At a Section 27 hearing, the employee must establish a connection between the ground of discrimination relied upon and the alleged mistreatment by the employer. A complaint may be dismissed if the responding party can establish that the complainant has no reasonable prospect of being able to establish such a connection.
In 2011 thus far, the British Columbia Human Rights Tribunal has reviewed 18 employment-related applications to dismiss. The complaint was dismissed summarily in seven of the 18 decisions.
Ontario: In July 2010, the Human Rights Tribunal of Ontario introduced a new summary hearing procedure. The Tribunal may hold a summary hearing on its own initiative or at the request of a responding party. The hearing is to address the question of whether there is any reasonable prospect that the application or part of the application will succeed.

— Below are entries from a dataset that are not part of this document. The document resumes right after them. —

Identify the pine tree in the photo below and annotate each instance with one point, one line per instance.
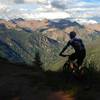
(37, 64)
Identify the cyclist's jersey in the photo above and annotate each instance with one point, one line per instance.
(77, 44)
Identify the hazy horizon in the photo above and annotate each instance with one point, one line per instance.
(82, 11)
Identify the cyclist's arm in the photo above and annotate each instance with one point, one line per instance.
(66, 46)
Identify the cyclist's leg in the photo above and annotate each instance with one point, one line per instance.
(72, 58)
(80, 59)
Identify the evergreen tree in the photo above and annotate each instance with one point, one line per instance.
(37, 62)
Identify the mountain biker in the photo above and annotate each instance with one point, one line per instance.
(80, 51)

In some cases, the Tribunal will direct the respondents to refrain from filing a defense until the outcome of the summary hearing has been determined, thus saving the respondents the cost of preparing a full defense.
The September 2010 decision of Dabic v. Windsor Police Services sets out the two types of issues that will typically be addressed at a summary hearing:
- Whether, assuming all the allegations in the application are true, the applicant has a reasonable chance of success. The focus here is on the legal issue of whether the applicant’s allegations could be considered to be a violation of the Code; and
- Whether or not the applicant could reasonably show that his or her Code rights were violated. The focus here is on whether there is a reasonable prospect that the applicant can show a link between the alleged events and the prohibited grounds of discrimination.

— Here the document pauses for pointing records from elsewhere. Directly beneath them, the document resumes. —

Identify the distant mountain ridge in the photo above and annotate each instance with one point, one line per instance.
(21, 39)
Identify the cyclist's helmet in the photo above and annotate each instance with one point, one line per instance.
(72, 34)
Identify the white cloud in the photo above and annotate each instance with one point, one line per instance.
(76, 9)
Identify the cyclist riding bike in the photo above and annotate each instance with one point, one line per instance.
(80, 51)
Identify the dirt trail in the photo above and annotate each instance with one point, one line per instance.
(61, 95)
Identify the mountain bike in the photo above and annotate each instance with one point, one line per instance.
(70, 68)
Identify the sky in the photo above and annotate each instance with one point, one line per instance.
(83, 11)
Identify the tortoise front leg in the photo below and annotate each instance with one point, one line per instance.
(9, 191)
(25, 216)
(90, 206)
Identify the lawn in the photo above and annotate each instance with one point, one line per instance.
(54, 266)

In the 16 employment-related summary hearing decisions published so far in Ontario, 15 of the applications were dismissed.
Summary hearings can be an effective cost-saving measure for employers faced with human rights complaints that seem to be completely without merit. In some provinces, decisions can be rendered without a hearing. In others, hearings are short (half a day or a day), fast, and expedient (often by teleconference). Document disclosure may be limited.
Given the success of the summary hearing procedure in British Columbia and Ontario, it is expected that a similar process will be developed in all jurisdictions across Canada in the future.
If you, as an employer, are faced with a human rights complaint that seems groundless, ask your lawyers whether this option is available to you.